Ich schreibe dieses um euch zu warnen und das Ihr auf eure
Sachen Aufpasst!

Gruß von der Küste
Olberding


----------



## guifri (13. November 2009)

*AW: Wieder Außenborder gestohlen*

Land oder Wasserlieger? Mein Boot ist gerade bei ebay.....


----------



## NoiseKick (13. November 2009)

*AW: Wieder Außenborder gestohlen*

Hallo Olberding,

ist vielleicht auch nur ne blöde Antwort aber warum verseht ihr die Motoren nicht mit einer Alarmanlage oder schweisst ne Ankerkette daran.
Was sind schon heutzutage 200 oder mehr Kilo.Haben die den eine Möglichkeit mit einem Auto daran zu kommen.Dann ist es ja theoretisch recht "einfach "diese zu stehlen.:e

Aber die Versicherung kommt doch für den Diebstahl in Frage.

Greetz


----------



## BertG (13. November 2009)

*AW: Wieder Außenborder gestohlen*



guifri schrieb:


> Land oder Wasserlieger?
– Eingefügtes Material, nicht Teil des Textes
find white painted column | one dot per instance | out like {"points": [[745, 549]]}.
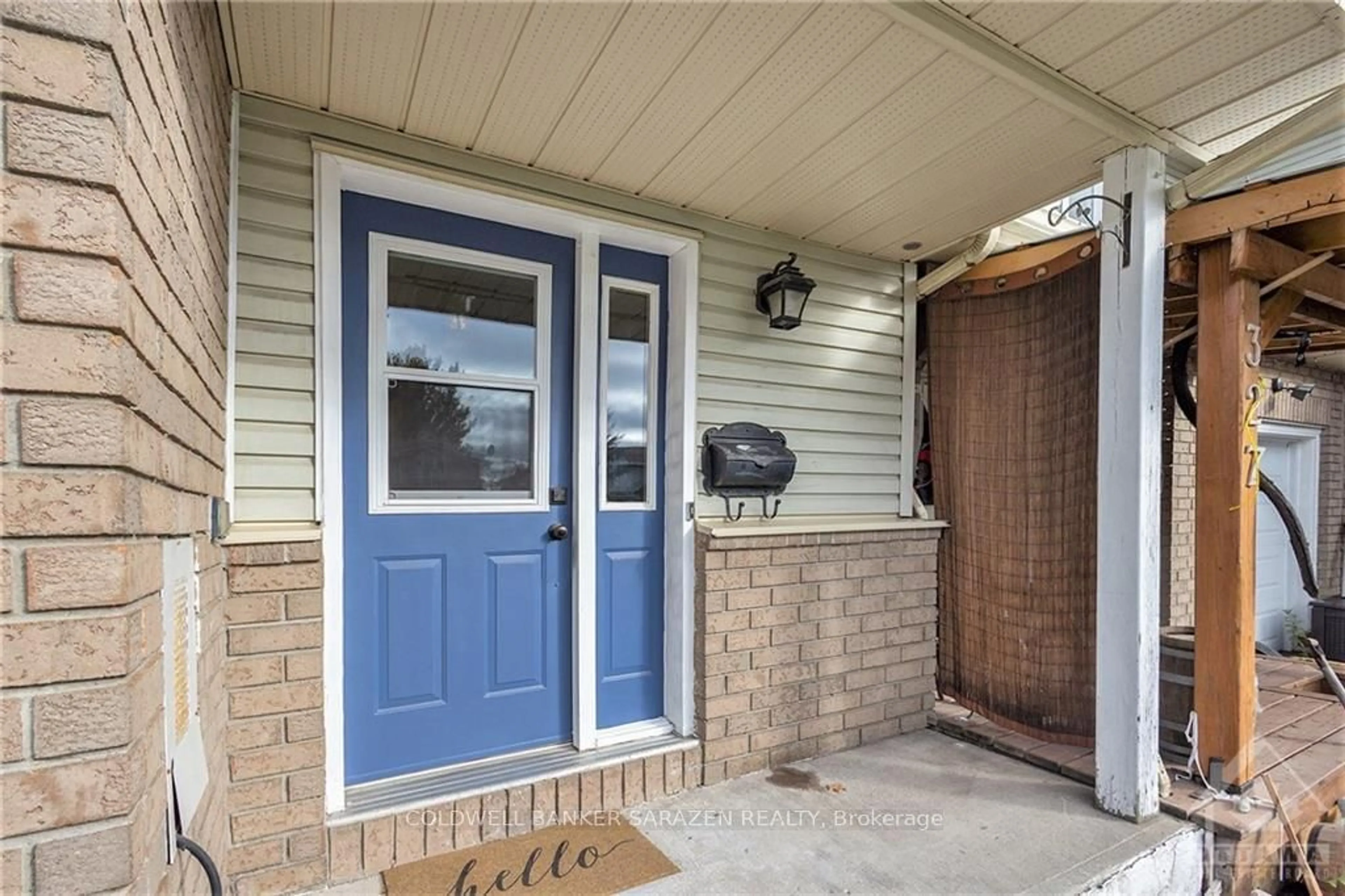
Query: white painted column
{"points": [[910, 438], [1130, 486]]}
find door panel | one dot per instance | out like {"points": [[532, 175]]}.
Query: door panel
{"points": [[630, 518], [456, 397], [411, 633]]}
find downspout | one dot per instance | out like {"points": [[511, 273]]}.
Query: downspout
{"points": [[980, 249]]}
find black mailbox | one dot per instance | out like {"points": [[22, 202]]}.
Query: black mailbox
{"points": [[746, 461]]}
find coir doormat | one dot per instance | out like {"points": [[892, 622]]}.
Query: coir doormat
{"points": [[587, 859]]}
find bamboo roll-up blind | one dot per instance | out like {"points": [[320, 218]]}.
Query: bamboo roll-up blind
{"points": [[1013, 382]]}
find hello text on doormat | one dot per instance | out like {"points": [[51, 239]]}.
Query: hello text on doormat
{"points": [[565, 860]]}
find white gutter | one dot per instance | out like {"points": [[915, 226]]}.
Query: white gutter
{"points": [[1323, 116], [980, 249]]}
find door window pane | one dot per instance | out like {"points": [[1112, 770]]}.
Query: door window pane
{"points": [[444, 440], [629, 356], [461, 319]]}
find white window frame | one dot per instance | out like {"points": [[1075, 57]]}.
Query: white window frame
{"points": [[380, 497], [651, 391], [337, 169]]}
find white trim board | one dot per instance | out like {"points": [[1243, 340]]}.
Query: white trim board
{"points": [[334, 173], [232, 321]]}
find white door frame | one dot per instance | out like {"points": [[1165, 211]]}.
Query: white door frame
{"points": [[334, 173], [1305, 442]]}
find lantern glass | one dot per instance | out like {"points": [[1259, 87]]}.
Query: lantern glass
{"points": [[783, 294]]}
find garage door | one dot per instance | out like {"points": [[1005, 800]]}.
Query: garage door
{"points": [[1290, 461]]}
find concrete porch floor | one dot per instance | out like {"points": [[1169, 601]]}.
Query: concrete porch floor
{"points": [[1004, 828], [1007, 828]]}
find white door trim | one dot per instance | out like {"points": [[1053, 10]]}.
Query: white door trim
{"points": [[334, 173]]}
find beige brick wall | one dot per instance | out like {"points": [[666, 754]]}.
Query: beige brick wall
{"points": [[116, 122], [1324, 408], [277, 840], [807, 645]]}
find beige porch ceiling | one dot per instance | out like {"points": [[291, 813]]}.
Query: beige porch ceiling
{"points": [[864, 126]]}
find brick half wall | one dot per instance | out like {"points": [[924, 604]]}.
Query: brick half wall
{"points": [[812, 643], [1325, 409]]}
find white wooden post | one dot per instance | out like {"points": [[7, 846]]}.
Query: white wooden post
{"points": [[1129, 486]]}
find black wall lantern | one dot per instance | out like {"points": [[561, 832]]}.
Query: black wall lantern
{"points": [[783, 294]]}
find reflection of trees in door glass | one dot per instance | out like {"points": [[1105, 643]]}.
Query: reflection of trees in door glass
{"points": [[427, 426], [446, 438]]}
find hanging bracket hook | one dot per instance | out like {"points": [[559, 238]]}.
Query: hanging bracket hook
{"points": [[1056, 216], [727, 510]]}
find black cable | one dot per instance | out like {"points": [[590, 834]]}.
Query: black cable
{"points": [[206, 862], [1297, 537]]}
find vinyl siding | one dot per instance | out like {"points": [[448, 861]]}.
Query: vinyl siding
{"points": [[834, 385]]}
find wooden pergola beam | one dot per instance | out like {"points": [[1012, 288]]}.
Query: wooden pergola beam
{"points": [[1304, 198], [1226, 521], [1320, 344], [1262, 259], [1321, 314], [1276, 312]]}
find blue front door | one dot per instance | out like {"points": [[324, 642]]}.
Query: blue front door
{"points": [[456, 391]]}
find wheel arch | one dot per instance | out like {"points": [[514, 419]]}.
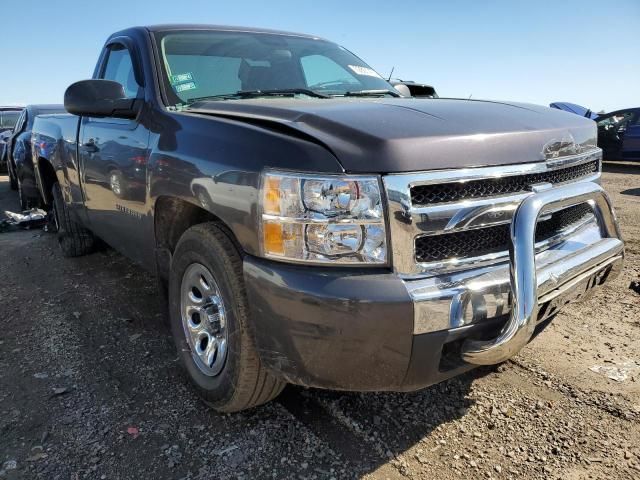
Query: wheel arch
{"points": [[172, 217]]}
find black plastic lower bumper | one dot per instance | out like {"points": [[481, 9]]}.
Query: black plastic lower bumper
{"points": [[345, 329]]}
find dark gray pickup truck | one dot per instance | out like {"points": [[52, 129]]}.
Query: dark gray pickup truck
{"points": [[310, 224]]}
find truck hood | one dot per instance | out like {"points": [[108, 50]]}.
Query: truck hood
{"points": [[402, 134]]}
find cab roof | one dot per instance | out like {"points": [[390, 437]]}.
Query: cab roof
{"points": [[222, 28]]}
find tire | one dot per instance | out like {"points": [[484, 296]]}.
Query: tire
{"points": [[74, 240], [242, 382]]}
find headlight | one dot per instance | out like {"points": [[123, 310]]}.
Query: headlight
{"points": [[323, 219]]}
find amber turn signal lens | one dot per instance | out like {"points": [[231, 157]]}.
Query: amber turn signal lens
{"points": [[273, 238]]}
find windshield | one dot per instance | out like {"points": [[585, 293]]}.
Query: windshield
{"points": [[8, 118], [202, 64]]}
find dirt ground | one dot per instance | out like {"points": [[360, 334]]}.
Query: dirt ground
{"points": [[90, 387]]}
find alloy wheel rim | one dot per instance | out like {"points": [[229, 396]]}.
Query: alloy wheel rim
{"points": [[204, 319]]}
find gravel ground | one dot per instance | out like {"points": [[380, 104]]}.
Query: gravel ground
{"points": [[90, 387]]}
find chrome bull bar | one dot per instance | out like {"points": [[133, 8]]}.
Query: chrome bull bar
{"points": [[520, 327]]}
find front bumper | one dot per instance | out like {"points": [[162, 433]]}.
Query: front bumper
{"points": [[370, 329]]}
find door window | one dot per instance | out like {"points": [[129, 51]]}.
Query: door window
{"points": [[119, 68]]}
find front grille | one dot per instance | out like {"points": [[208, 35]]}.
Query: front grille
{"points": [[422, 195], [483, 241]]}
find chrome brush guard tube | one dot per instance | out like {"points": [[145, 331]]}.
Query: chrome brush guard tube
{"points": [[536, 270], [523, 275]]}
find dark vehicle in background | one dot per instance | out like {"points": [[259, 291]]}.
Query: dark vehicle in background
{"points": [[20, 155], [8, 118], [618, 132], [309, 224], [412, 89]]}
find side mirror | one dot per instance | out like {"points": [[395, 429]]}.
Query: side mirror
{"points": [[99, 98]]}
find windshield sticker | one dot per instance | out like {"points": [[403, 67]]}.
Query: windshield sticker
{"points": [[185, 86], [369, 72], [181, 77]]}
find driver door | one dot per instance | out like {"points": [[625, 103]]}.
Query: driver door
{"points": [[113, 155]]}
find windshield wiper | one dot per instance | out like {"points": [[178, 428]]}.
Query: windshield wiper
{"points": [[240, 94], [371, 93]]}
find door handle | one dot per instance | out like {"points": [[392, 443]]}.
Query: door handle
{"points": [[90, 146]]}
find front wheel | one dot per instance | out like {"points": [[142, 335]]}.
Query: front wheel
{"points": [[209, 320], [13, 181]]}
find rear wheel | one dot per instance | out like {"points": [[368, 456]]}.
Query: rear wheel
{"points": [[13, 181], [209, 320], [74, 240]]}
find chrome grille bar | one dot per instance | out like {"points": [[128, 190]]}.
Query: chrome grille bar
{"points": [[408, 221]]}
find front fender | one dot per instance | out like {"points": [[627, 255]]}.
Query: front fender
{"points": [[216, 164]]}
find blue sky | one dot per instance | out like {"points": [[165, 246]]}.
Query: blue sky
{"points": [[586, 52]]}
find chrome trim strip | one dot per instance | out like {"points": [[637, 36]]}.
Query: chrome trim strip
{"points": [[523, 273], [485, 173]]}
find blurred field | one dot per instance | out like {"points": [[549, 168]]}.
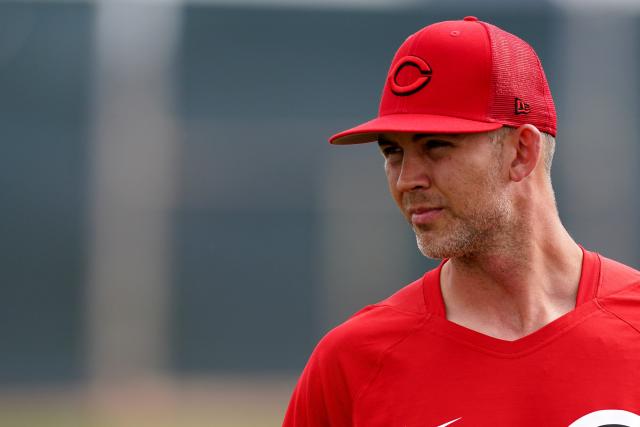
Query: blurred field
{"points": [[220, 402]]}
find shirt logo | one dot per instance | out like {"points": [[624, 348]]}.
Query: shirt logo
{"points": [[418, 82], [608, 418]]}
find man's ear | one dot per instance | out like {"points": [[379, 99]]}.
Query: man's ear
{"points": [[527, 142]]}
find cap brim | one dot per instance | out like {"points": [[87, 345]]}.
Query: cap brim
{"points": [[413, 123]]}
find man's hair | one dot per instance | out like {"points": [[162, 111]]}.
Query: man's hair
{"points": [[548, 145]]}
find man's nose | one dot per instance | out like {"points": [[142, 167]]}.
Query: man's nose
{"points": [[414, 173]]}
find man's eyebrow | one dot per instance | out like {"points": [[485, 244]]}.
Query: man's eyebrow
{"points": [[419, 136], [384, 141]]}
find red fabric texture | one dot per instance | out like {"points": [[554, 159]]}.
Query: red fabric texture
{"points": [[401, 363]]}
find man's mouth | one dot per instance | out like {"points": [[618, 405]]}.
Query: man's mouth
{"points": [[423, 216]]}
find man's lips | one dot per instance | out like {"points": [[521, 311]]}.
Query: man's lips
{"points": [[421, 216]]}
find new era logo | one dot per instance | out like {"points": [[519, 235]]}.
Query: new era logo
{"points": [[522, 107]]}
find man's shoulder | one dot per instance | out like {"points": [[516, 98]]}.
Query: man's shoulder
{"points": [[378, 326], [619, 292], [616, 277]]}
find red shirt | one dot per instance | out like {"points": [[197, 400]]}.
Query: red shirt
{"points": [[402, 363]]}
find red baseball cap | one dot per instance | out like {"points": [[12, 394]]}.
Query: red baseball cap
{"points": [[460, 77]]}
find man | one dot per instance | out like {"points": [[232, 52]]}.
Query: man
{"points": [[519, 325]]}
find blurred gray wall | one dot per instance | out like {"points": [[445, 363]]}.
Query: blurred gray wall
{"points": [[272, 235]]}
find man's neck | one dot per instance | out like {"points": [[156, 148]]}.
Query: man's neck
{"points": [[511, 292]]}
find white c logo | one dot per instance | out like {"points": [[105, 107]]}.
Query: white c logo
{"points": [[608, 417]]}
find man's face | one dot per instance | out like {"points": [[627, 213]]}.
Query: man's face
{"points": [[452, 189]]}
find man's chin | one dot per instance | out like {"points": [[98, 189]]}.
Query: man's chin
{"points": [[438, 248]]}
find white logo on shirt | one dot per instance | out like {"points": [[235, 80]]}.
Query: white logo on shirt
{"points": [[450, 422], [608, 417]]}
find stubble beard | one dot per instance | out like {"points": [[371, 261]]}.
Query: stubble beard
{"points": [[479, 230]]}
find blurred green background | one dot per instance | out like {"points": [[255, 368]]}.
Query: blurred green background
{"points": [[176, 232]]}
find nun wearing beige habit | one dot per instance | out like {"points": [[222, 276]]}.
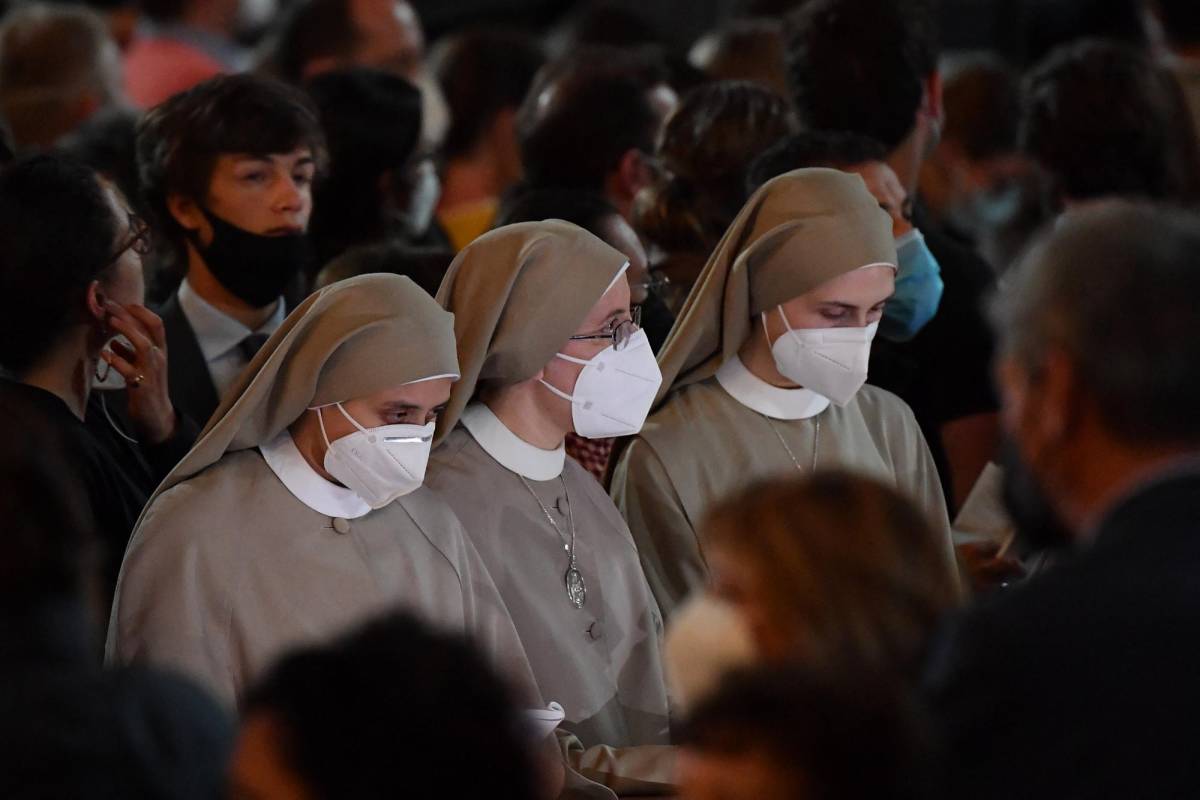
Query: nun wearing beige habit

Mein Boot ist gerade bei ebay.....


 

Landlieger.

Gruß

Bert


----------



## HD4ever (13. November 2009)

*AW: Wieder Außenborder gestohlen*

man sollte da wirlich nix mehr abstellen ! #d
das sind Profis und sie wissen ganue wie sie 200 Kg möglichst schnell vom Boot runter bekommen #q
schätze das nächste mal schauen die wieder in 4-6 Wochen vorbei ....


----------



## Metabolic (13. November 2009)

*AW: Wieder Außenborder gestohlen*



> ist vielleicht auch nur ne blöde Antwort aber warum verseht ihr die Motoren nicht mit einer Alarmanlage oder schweisst ne Ankerkette daran.


 
das bringt alles nichts. Die sind heute so schlau und haben Stickstoff in Thermoskannen dabei. Davon etwas auf Schloss oder Kette und einen beherzten Schlag mit dem Hammer und dann ist der Außenborder dein eigen..........


----------



## HD4ever (13. November 2009)

*AW: Wieder Außenborder gestohlen*

zur Not wird um den Außenborder halt auch großzügig drumrum geflext um den samt Spiegel schnell abzubauen ...
das Gesindel kommt garantiert immer mit nem Transporter und 2-3 Mann wenn die in einer Nacht gleich 6 Stück abmontieren

wenn dann würde nur eine Alarmanlage auf dem Gelände was bringen und nen vernünftiger Zaun wo man nix rüber gehoben bekommt ....


----------



## sunny (13. November 2009)

*AW: Wieder Außenborder gestohlen*

Unglaubliche Schweinerei sowas :r. 

Kommt denn da wenigstens die Versicherung für den Schaden auf oder kann die sich da wieder "rauswinden", weil nix abgeschlossen, öffentlich zugänglich oder was weiß ich, was die noch alles ins Feld werfen, um nicht bezahlen zu müssen.


----------



## zanderzone (13. November 2009)

*AW: Wieder Außenborder gestohlen*

Die Versicherung wird für den Schaden nicht aufkommen,es sei denn die Bootsversicherer haben eine Vollkasko für Ihr Boot abgeschlossen! Und die ist in der Regel sehr teuer! Die Teilkaskoversicherung haftet nur für den Diebstahl des gesamten Bootes! Teildiebstahl ist nicht in der Teilkaskoversicherung mitversichert!!!!!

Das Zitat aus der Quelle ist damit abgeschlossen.